As dean of one of the world’s best B-schools at a time of crisis, Dipak Jain drew on a quality every manager should have: the ability to anticipate.
For a man who has risen so high as a business educator, Dipak Jain says with a trace of wonder that he sometimes reflects on how his circumstances could have been so vastly different. Photo: Pradeep Gaur/Mint
New Delhi: Dipak C. Jain’s first big responsibility as dean of the Kellogg School of Management at Northwestern University was to welcome the incoming batch of 2001. He was 15 minutes into his presentation to an audience of 600 students when an aide interrupted him and whispered something in his ear.

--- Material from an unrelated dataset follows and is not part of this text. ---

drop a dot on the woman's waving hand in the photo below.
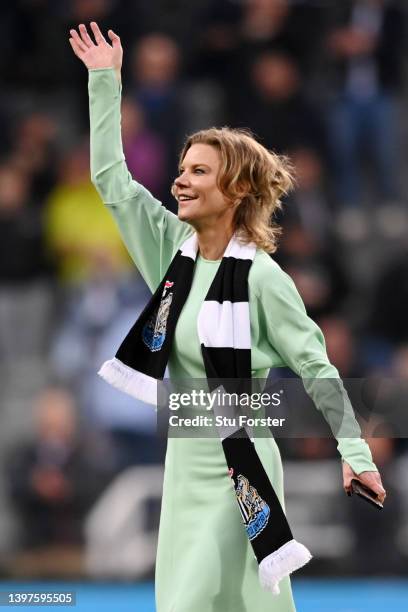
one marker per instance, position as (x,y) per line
(97,53)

“I was told that there has been a terrorist attack on US soil and I would need to shut up before the cellphones start ringing,” Jain, 58, recalled in a recent interview on the sidelines of the Coimbatore-based Isha Foundation’s annual Insight: The DNA of Success programme for entrepreneurs.
The first plane had just hit the World Trade Center on a day that has come to be known simply as 9/11. It was certainly not a propitious beginning for the newly appointed dean of a business school consistently ranked among the world’s best.
Jain realized quickly that he had a crisis on his hands. The 9/11 attacks on the World Trade Center and the Pentagon would have a fallout on the US economy, jobs would be at risk and placements for Kellogg’s Class of 2002 wouldn’t be easy, he reckoned. He drew on a quality he says every business manager has to possess: the ability to anticipate.